GREAVES, W D

STATE OF TASMANIA v WILLIAM DOUGLAS GREAVES                         30 JULY 2024

COMMENTS ON PASSING SENTENCE                                                                PEARCE J

 William Greaves, you plead guilty to accessing child exploitation material. The background to this charge is this. On 31 October 2012 you raped a two year old girl in a public toilet and filmed the rape on your mobile phone. You were 24 at the time. For those crimes you were sentenced by Wood J in 2013 to imprisonment for five and half years from 8 February 2013. Six months of the sentence was attributed to the production of child exploitation material. You did not circulate the film you took but examination of your phone disclosed that you had searched for but not accessed child pornography on the internet in the period immediately before the crimes. The sentencing judge took into account your age and your willingness to participate in sex offender treatment programs. She made an order that your name be placed on the register under the Community Protection (Offender Reporting) Act 2005 and that you comply with the reporting obligations under that Act for 15 years. Under that Act, your reporting obligations are suspended while you are in custody and extended by that equivalent period.

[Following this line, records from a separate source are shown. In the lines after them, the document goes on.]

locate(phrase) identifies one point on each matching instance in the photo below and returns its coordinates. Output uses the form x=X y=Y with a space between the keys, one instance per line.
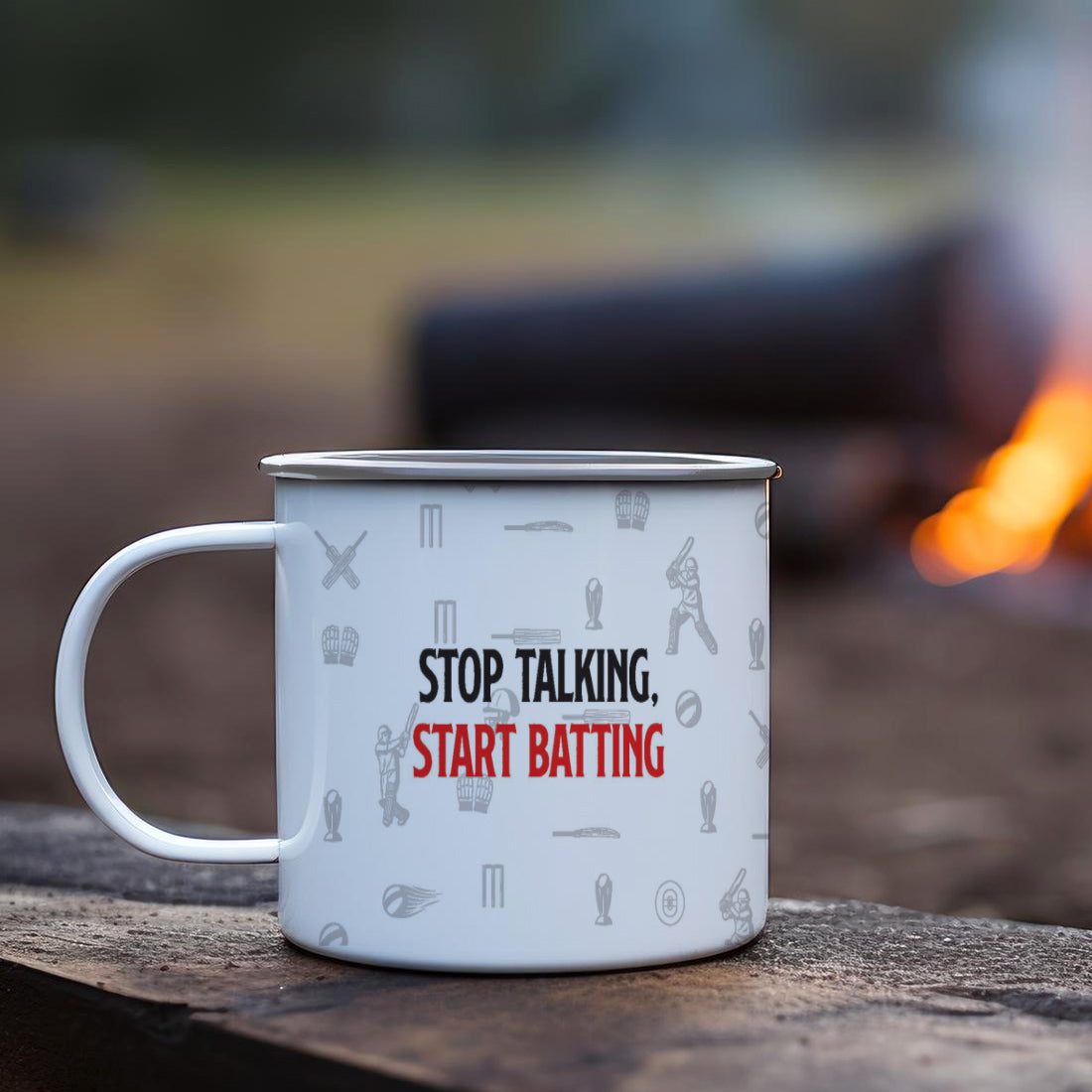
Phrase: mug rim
x=514 y=465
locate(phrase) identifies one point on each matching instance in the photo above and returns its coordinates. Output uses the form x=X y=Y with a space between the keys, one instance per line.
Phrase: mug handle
x=68 y=694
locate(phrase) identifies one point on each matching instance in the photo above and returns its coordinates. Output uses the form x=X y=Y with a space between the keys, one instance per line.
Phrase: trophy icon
x=593 y=598
x=756 y=636
x=604 y=887
x=708 y=807
x=623 y=508
x=331 y=809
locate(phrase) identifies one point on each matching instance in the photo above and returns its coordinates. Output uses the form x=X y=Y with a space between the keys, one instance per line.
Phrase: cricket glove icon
x=350 y=642
x=331 y=636
x=476 y=794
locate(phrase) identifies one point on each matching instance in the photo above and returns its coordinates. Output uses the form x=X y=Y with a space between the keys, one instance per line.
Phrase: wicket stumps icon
x=708 y=807
x=593 y=600
x=492 y=887
x=604 y=887
x=331 y=811
x=445 y=615
x=756 y=637
x=432 y=526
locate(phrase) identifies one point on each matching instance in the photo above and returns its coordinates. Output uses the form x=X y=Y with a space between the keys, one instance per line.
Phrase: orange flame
x=1022 y=494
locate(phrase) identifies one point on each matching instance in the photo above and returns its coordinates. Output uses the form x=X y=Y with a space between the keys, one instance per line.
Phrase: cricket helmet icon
x=503 y=710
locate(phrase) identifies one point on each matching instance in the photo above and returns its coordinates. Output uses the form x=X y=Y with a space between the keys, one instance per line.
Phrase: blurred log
x=945 y=331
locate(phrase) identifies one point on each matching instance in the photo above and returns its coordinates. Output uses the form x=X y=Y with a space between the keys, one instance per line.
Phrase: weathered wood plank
x=831 y=996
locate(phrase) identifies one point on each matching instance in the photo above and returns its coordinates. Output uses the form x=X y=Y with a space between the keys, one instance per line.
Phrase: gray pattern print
x=539 y=525
x=736 y=908
x=432 y=526
x=503 y=710
x=526 y=636
x=340 y=645
x=492 y=887
x=604 y=890
x=331 y=812
x=755 y=636
x=474 y=794
x=688 y=709
x=597 y=716
x=763 y=733
x=708 y=808
x=445 y=617
x=332 y=934
x=670 y=902
x=341 y=564
x=389 y=752
x=588 y=832
x=631 y=510
x=683 y=574
x=403 y=899
x=593 y=601
x=762 y=520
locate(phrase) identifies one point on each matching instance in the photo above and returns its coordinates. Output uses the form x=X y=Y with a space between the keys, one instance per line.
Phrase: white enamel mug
x=522 y=703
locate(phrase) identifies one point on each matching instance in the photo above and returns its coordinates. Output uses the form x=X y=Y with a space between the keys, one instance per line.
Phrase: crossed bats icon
x=341 y=564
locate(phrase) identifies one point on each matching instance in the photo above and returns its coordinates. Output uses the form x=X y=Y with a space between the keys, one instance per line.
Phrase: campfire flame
x=1022 y=494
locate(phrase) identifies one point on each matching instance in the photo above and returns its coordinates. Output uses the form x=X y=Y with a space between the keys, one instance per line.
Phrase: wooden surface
x=120 y=971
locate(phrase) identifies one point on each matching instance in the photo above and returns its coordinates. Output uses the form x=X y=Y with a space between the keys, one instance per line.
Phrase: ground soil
x=929 y=750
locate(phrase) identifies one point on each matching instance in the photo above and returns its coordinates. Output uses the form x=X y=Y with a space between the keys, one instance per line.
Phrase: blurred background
x=854 y=238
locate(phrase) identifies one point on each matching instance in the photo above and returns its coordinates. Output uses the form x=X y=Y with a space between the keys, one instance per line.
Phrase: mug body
x=522 y=718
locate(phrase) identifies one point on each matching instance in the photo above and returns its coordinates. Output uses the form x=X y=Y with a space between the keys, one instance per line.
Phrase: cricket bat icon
x=524 y=636
x=341 y=563
x=597 y=716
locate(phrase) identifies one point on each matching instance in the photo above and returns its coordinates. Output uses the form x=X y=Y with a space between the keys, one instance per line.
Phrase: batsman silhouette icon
x=683 y=572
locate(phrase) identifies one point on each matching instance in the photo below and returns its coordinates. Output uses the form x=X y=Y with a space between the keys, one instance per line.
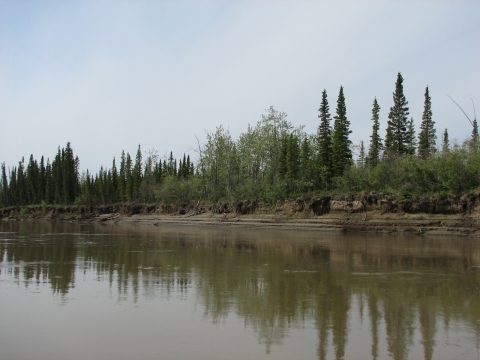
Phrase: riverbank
x=370 y=213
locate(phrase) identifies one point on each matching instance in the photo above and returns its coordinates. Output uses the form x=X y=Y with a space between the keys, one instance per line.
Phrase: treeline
x=61 y=183
x=272 y=160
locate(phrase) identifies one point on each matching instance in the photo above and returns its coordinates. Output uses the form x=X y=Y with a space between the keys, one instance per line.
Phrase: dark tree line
x=271 y=160
x=61 y=182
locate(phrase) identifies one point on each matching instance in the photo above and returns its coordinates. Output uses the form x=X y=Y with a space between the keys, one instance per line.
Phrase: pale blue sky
x=109 y=75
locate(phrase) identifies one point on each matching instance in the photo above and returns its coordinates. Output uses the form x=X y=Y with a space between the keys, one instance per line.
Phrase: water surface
x=71 y=291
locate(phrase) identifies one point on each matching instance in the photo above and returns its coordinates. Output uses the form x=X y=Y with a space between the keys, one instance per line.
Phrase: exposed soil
x=448 y=215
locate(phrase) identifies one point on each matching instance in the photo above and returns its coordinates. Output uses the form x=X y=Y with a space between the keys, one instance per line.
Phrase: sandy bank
x=419 y=224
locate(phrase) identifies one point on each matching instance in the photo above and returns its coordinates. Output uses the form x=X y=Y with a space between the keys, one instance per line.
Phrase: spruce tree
x=373 y=157
x=42 y=180
x=293 y=152
x=475 y=130
x=282 y=160
x=49 y=184
x=21 y=184
x=137 y=173
x=410 y=140
x=395 y=141
x=341 y=152
x=427 y=137
x=129 y=178
x=324 y=142
x=305 y=160
x=5 y=188
x=445 y=141
x=361 y=161
x=122 y=179
x=114 y=182
x=187 y=170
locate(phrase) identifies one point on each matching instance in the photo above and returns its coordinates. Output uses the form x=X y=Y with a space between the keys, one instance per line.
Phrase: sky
x=107 y=76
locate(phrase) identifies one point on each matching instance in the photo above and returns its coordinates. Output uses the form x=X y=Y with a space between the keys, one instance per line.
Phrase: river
x=93 y=291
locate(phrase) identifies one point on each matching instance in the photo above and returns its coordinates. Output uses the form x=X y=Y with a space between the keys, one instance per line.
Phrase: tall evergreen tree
x=410 y=140
x=475 y=130
x=361 y=161
x=42 y=181
x=49 y=184
x=69 y=175
x=282 y=160
x=5 y=189
x=188 y=167
x=293 y=157
x=324 y=142
x=129 y=178
x=395 y=141
x=445 y=141
x=306 y=160
x=427 y=136
x=341 y=152
x=122 y=179
x=137 y=173
x=21 y=184
x=373 y=157
x=114 y=182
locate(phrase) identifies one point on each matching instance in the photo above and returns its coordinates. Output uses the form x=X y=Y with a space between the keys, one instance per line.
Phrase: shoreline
x=375 y=222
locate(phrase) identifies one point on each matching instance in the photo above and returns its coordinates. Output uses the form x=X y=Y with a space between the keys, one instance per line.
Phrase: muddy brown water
x=72 y=291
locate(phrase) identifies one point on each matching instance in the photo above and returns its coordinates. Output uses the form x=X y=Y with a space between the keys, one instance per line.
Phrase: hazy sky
x=109 y=75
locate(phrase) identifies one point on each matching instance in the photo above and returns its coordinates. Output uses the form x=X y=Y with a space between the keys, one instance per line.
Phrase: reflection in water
x=401 y=289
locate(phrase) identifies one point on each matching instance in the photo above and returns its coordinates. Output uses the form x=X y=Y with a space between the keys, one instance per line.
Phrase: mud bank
x=447 y=215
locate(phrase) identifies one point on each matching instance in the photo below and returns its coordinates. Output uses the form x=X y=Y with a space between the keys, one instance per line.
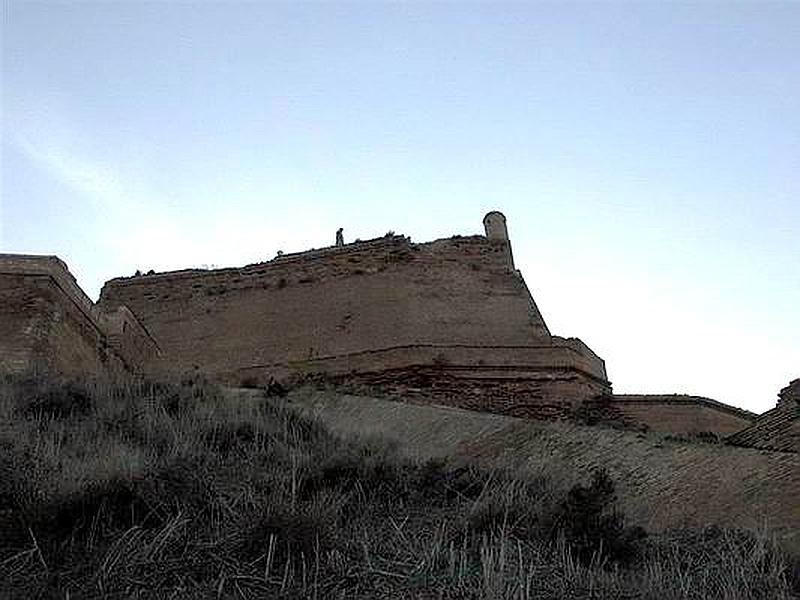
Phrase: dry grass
x=141 y=490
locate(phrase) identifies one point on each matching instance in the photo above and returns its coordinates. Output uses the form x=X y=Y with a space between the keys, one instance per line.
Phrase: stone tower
x=495 y=225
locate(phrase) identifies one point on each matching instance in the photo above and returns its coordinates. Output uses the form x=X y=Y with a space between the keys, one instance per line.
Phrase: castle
x=450 y=321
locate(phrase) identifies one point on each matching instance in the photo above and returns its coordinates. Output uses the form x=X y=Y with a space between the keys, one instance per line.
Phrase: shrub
x=60 y=401
x=592 y=526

You are now aged 36. On 16 August 2023 two police officers conducted a routine check under the offender reporting legislation and searched your mobile phone. The internet browser immediately opened to a file sharing site showing thumbnail links to video clips of children aged between about 6 and 8 years, mostly girls but also boys,  posing partially or fully nude and some engaging in sexual activity. Some of the videos involved bestiality. Your search history disclosed search terms which make clear that you had been looking for child pornography. The police officer who examined your phone did not look at all the material but observed about 100 thumbnails. When interviewed you admitted only that you were searching for adult pornography.

You have a very difficult and disadvantaged background. You were removed from your parents into State care when aged 4, partly as a result of your father’s violence. Then, while in care, you were subjected to abuse. By 2013 you already had a long history of criminal offending. When you were sentenced for the rape you were also sentenced to an additional two year term for armed robbery and attempted armed robbery, making a total sentence of seven and a half years with eligibility for parole after four years. The sentencing judge took into account a psychiatric report that you had a lack of understanding of your own behaviour and an absence of appropriate social and moral guidelines.

I am informed that you served all or most of the total term of imprisonment. Following your release you continued to offend. Your record shows offences commencing in mid 2020 which must have been very soon after your release. The offences included three occasions of failing to comply with your reporting obligations under the community protection order. I accept that this was contributed to by your lack of stable housing at the time. However you also committed numerous dishonesty and driving offences during 2020 and 2021. On 20 October 2021 you were sentenced by a magistrate to imprisonment for a total of 14 months. The crime for which you are now to be sentenced was committed after having served that sentence. On 6 June 2024 you were sentenced to a term of two months from 7 April 2024 for breaching bail and another instance of failing to comply with reporting obligations. You have been in custody since then and so the sentence I impose is to commence on 7 June 2024. Your plea of guilty is in your favour. You have a supportive partner and a child of that relationship born earlier this year, although that child is not in your care. You have indicated a willingness to remove yourself from the relationship if that means that your partner can have care of your child.

The seriousness of child exploitation material crimes has been stated many times. By accessing such material you created a demand for it and increased the risk that children all over the world will be gravely harmed in its production. The children shown in the material are real children who are subjected to terrible abuse. The need to punish actual offenders and deter potential offenders are always important sentencing factors. Importantly, although you are not to be punished again for past crimes, and the sentence must be proportionate to the gravity of your offending, the circumstances I have described make clear that you have not been deterred by past sentences and, despite the passage of time and the opportunity for therapeutic programs to address the risk of sexual offending against children, you still pose a considerable risk. I will allow for parole but not until you have served a term which sufficiently addresses the factors I have referred to.

William Greaves, you are convicted. I order that the mobile phone seized by the police, and the USB containing child exploitation material used by the police as part of the investigation (although it was not your device) be forfeited to the State. I make an order under the Community Protection (Offender Reporting) Act 2005 directing that the Registrar cause your name to be placed on the Register and that you comply with the reporting obligations under that Act for a period eight years. You are sentenced to imprisonment for two years from 7 June 2024. I order that you not be eligible for parole until you have served 15 months of that term.